A batch of 90 snails also launched to station aboard Progress 29 as part of an experiment that studies the effects of weightlessness on living organisms, Russia's Interfax News Agency has reported.
At present the ISS has a three-member Expedition 17 crew comprising of Russian cosmonauts station commander Sergei Volkov and Oleg Kononenko, and American astronaut Garrett Reisman. They are expected to open the hatches separating the station and its new cargo ship at about 2330 GMT tonight.
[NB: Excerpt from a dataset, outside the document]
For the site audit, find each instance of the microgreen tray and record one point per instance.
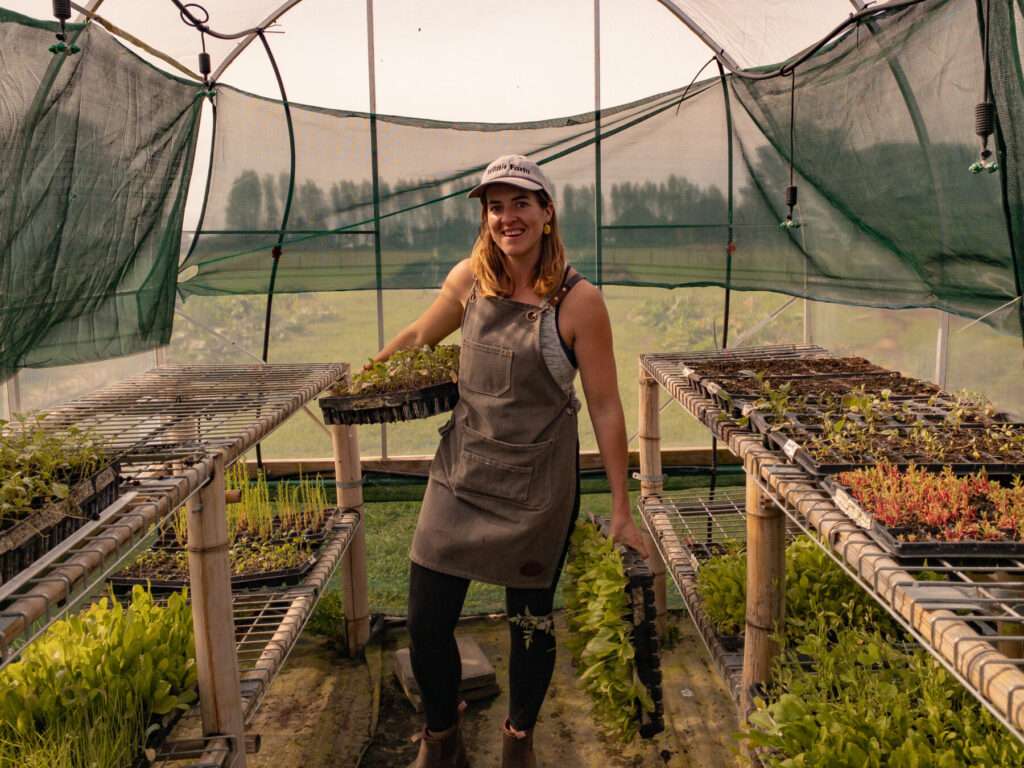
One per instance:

They will begin unloading supplies on Saturday, NASA officials said.
Russia's unmanned Progress cargo ships are similar in appearance to the country's three-segment Soyuz spacecraft that routinely ferry astronauts to and from the space station.
Progress 29 was initially slated to dock at a berth on the station's Russian-built Pirs docking compartment, but that perch is currently occupied by the Soyuz TMA-12 spacecraft that ferried Volkov and Kononenko to the station last month.
The Expedition 17 crew was originally slated to move the Soyuz to the Zarya docking port, clearing the Pirs berth for Progress 29, in early May. But Russian and NASA flight controllers canceled that short flight due to an ongoing investigation into a previous Soyuz spacecraft's off-target landing last month.
The capsule's safe docking cleared the way for a 31st May launching of the space shuttle Discovery with a crew of seven astronauts and a bus-size Japanese science laboratory. NASA officials will meet Monday at the Kennedy Space Center in Florida to review preparations for the mission.
The Discovery crew will attach the new lab module over a two-week mission. The astronauts are slated to participate in three spacewalks.